Pelo Artigo 10o, Parágrafo 3o — quanto às ações de vigilância sanitária

- obrigação de informar a população: "sempre que tiverem conhecimento da periculosidade de produtos ou serviços à saúde ou segurança dos consumidores, a União, os Estados, o Distrito Federal e os Municípios deverão informá-los a respeito."

As leis são instrumentos de luta e não só dispositivos formais. Temos que dominá-las para podermos ter mais munição na "batalha da saúde".

A sociedade brasileira decidiu assumir seu próprio governo quando elaborou a Constituição de 1988. Assistiu-se, então, pela primeira vez na história do Parlamento Nacional, à participação das organizações sociais na elaboração das normas fundamentais do Estado.

A tomada da responsabilidade de organizar e dirigir sua vida em sociedade revela-se no artigo que inaugura a Constituição: é ao povo que pertence todo o poder. É ele quem deve exercitá-lo. Para tanto, pode ou eleger representantes ou agir em nome próprio.

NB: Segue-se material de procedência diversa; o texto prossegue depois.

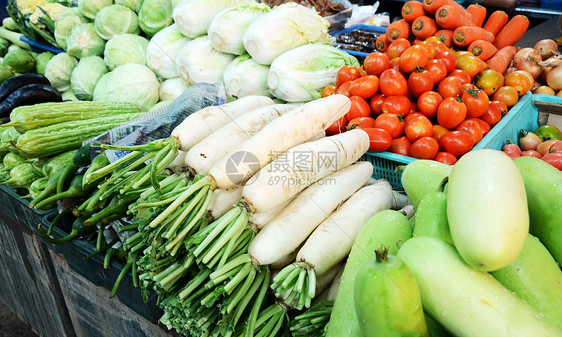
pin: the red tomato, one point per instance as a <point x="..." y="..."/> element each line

E as matérias que devem fazer parte de qualquer constituição que objetive reger uma sociedade no final do século XX foram tratadas com essa diretriz. Assim, tanto a organização do governo como o controle do poder econômico e a garantia dos direitos das pessoas, consideradas individualmente ou na coletividade, permitem, na expressão constitucional, a atuação imediata do povo, fonte de todo o poder.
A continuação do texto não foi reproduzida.